当代きってのヴィルトゥオーゾ・ピアニスト横山幸雄が7年振りにオールリストアルバムを世に問う。過去、「超絶技巧練習曲集全曲」「ヴィルトゥオーゾ名曲集」等でリストの真髄を示してきた横山が、満を持して「ソナタ」を開示した。完璧な技巧によってテクニックの呪縛から完全に解き放たれた時、作品に内包する音楽的本質はくっきりと浮かび上がり、技巧とは唯、純粋に音楽のためにのみ奉仕されるべきものであることを我々に示してくれる。

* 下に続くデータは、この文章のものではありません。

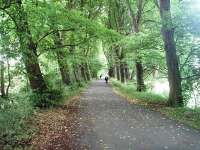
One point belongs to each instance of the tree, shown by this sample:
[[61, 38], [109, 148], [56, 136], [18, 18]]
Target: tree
[[136, 22], [3, 94], [175, 94]]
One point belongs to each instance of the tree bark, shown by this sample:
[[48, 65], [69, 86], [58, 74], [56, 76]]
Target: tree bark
[[139, 77], [111, 71], [61, 58], [88, 73], [83, 72], [9, 78], [29, 51], [118, 71], [136, 19], [3, 94], [122, 72], [175, 93], [127, 73]]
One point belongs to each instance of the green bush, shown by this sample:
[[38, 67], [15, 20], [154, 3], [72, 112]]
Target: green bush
[[14, 114], [47, 99], [130, 90]]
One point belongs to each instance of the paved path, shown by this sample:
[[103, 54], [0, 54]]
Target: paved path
[[107, 121]]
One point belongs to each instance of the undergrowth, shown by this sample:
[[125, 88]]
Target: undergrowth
[[130, 91], [184, 115], [16, 112]]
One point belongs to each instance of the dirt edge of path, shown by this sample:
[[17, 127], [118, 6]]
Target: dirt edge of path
[[57, 126]]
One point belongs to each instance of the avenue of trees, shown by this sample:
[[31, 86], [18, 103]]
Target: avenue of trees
[[46, 41], [50, 48]]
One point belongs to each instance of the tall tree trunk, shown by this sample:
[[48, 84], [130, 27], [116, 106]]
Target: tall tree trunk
[[83, 72], [118, 71], [29, 51], [122, 72], [175, 93], [88, 73], [127, 73], [3, 94], [139, 77], [61, 58], [111, 71], [136, 20], [9, 78]]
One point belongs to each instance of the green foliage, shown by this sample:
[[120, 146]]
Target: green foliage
[[130, 91], [15, 112], [187, 116], [47, 98]]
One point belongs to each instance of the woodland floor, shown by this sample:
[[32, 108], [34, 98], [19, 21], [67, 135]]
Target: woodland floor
[[100, 119]]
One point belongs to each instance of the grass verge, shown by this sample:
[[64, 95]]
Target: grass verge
[[17, 114], [190, 117]]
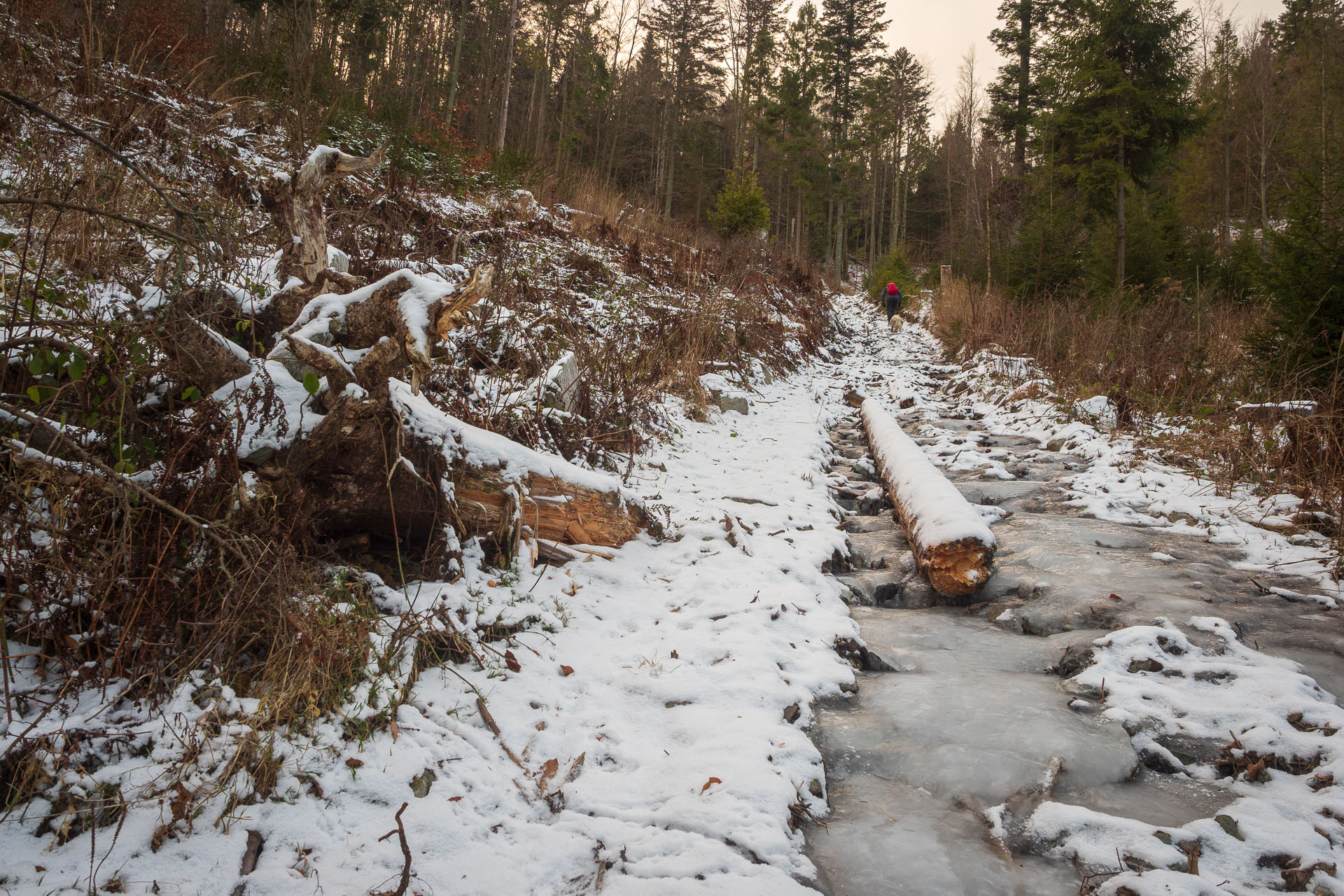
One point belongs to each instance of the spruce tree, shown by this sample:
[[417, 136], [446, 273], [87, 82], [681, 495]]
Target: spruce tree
[[1124, 70], [691, 34], [1015, 96], [851, 31]]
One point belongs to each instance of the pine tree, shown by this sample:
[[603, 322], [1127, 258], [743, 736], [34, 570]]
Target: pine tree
[[741, 206], [853, 48], [1126, 77], [691, 34], [1015, 97]]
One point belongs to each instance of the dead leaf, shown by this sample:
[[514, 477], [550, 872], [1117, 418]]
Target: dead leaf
[[549, 770], [577, 767]]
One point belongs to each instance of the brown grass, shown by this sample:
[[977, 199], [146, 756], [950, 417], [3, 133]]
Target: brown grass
[[1161, 360]]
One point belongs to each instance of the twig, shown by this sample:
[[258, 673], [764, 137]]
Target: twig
[[104, 213], [406, 850], [111, 477], [80, 132]]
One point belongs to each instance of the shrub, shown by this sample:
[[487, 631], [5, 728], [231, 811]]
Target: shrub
[[891, 267]]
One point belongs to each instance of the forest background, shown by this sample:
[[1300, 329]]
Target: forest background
[[1142, 198]]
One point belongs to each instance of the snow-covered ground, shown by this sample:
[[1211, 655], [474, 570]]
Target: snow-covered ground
[[1260, 729], [645, 729]]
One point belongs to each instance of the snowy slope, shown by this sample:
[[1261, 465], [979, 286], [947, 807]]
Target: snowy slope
[[657, 682]]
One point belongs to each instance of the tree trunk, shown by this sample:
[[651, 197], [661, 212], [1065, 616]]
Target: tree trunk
[[457, 59], [382, 464], [1019, 137], [1120, 220], [508, 77], [955, 550]]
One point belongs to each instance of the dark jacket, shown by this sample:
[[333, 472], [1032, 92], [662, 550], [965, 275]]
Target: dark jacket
[[892, 304]]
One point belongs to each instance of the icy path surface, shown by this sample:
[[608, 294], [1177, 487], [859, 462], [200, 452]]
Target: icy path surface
[[657, 719], [1077, 729]]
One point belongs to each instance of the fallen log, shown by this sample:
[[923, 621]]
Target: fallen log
[[381, 463], [953, 547]]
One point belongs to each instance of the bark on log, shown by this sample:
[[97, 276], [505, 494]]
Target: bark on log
[[952, 545], [382, 463], [554, 508]]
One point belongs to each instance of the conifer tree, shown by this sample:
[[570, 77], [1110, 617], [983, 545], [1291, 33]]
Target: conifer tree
[[1126, 73], [853, 48], [691, 34]]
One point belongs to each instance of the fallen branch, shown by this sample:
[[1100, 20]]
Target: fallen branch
[[118, 482], [102, 213], [406, 852], [80, 132]]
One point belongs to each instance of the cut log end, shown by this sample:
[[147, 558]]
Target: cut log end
[[960, 568], [956, 568]]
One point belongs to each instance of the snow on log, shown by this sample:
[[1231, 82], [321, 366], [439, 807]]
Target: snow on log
[[561, 501], [953, 546]]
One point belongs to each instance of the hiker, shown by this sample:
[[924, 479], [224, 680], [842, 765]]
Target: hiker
[[892, 301]]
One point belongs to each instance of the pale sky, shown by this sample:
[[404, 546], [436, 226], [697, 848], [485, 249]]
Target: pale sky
[[941, 31]]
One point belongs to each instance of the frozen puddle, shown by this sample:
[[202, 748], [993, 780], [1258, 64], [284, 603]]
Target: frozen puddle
[[967, 723], [968, 715]]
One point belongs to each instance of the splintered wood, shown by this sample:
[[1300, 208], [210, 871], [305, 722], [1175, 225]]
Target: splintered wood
[[556, 510], [951, 542]]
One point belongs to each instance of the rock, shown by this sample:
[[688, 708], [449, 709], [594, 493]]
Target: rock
[[1191, 750], [1002, 614], [873, 663], [422, 782], [870, 524], [874, 586], [878, 550], [564, 388], [523, 204], [1077, 657], [873, 501], [1230, 827], [917, 594], [734, 403]]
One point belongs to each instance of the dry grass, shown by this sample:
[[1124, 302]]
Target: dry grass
[[1163, 360]]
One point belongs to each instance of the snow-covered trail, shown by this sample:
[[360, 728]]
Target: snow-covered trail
[[651, 716], [974, 770]]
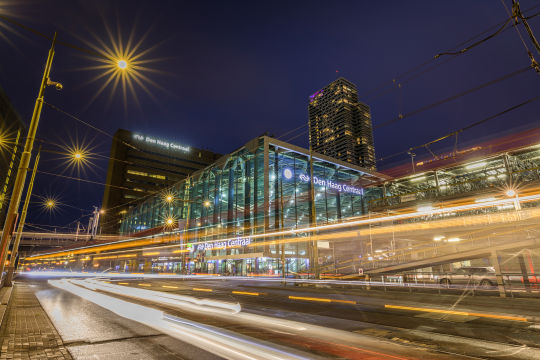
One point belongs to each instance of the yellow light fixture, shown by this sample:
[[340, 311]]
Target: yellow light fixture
[[122, 64]]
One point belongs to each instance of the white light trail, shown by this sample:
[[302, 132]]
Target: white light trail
[[214, 340]]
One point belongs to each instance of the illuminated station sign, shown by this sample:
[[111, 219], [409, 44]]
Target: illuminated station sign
[[159, 142], [233, 243], [288, 174]]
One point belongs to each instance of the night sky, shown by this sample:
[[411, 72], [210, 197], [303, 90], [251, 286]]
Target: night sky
[[224, 72]]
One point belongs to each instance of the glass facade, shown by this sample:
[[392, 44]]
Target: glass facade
[[261, 188]]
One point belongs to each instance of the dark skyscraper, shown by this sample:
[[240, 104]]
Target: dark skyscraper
[[340, 125]]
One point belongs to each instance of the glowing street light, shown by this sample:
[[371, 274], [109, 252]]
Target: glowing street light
[[513, 193], [24, 163], [510, 193], [122, 64], [49, 204]]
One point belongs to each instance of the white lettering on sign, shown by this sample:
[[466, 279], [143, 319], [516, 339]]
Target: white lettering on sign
[[333, 185], [166, 144], [222, 244]]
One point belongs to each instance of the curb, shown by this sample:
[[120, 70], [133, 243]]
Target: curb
[[5, 295]]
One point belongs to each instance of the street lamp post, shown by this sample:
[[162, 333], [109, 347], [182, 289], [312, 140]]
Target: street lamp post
[[15, 250], [18, 186]]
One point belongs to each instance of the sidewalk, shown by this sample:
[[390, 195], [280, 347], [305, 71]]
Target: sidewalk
[[26, 331]]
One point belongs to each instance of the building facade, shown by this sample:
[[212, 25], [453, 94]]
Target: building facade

横山が教授を勤める上野学園石橋メモリアルホールでのセッションレコーディング。 横山幸雄は、10代後半でブゾーニ、ロン=ティボー、ショパン・ピアノコンクールに上位入賞し、いまや日本を代表するコンサート・ピアニストである。デビュー当時から、その早熟ぶりが大いに話題となり、現在に至るまで音楽界の第一線で活躍し続けている。
なかでも、ショパンのピアノ独奏曲212曲をすべて暗譜で弾き切ったギネス記録は、私たちの記憶にも新しい。このギネス記録を打ち立てたのは2011年…横山にとってデビュー20年という節目の年でもあった。近年の彼は、毎年9月上旬に東京オペラシティにおいてリサイタルを開催。2008〜10年はショパンのシリーズを手掛けた。デビュー20周年の2011年はリスト生誕200年にもあたり、オール・リスト・プログラムを組んだ。
昨年9月も横山はリストを披露しているが、その時のプログラムの一部をその月のうちにレコーディングした。 横山の正確無比な演奏技術は、彼のピアノにおける魅力のひとつである。同時に、彼が演奏で見せる超人的な集中力とその持続は、他の追随を許さない。確固とした解釈をもとに、綿密に練り上げられた作品構成は極めて正統的で、王道を歩むといっても過言ではない。
これまでの横山の演奏に接して感じるのは、自分自身を極めようとする彼の意気込みである。ショパンの全曲演奏もその表れなのかもしれない。演奏の完成度についても、そして作品の解釈に関しても、横山はあらゆる妥協を拒み、究極の自分自身の姿を追求する。また、レパートリーをいたずらに拡大することに慎重にも見える。むしろ、特定の作曲家に自分自身のすべてを投影させようとしているように感じられる。そのひとつが、リストである。
このアルバムの中心をなすのは、《ピアノ・ソナタ ロ短調》。複雑な内容をもつこの作品に対し、横山は強い緊張感あふれる演奏によって、音楽のストーリーを劇的に作り上げた。音の色彩や響き、そして質感のバランスにも優れており、エチュードや小品に至るまで細やかなディテールや微細な陰影をつけ、音楽にドラマティックな側面をもたらしている。また、過度に感傷的にならないロマンティシズムも、彼の持ち味だ。 まさに横山の風格と存在感が遺憾なく発揮されたアルバムである。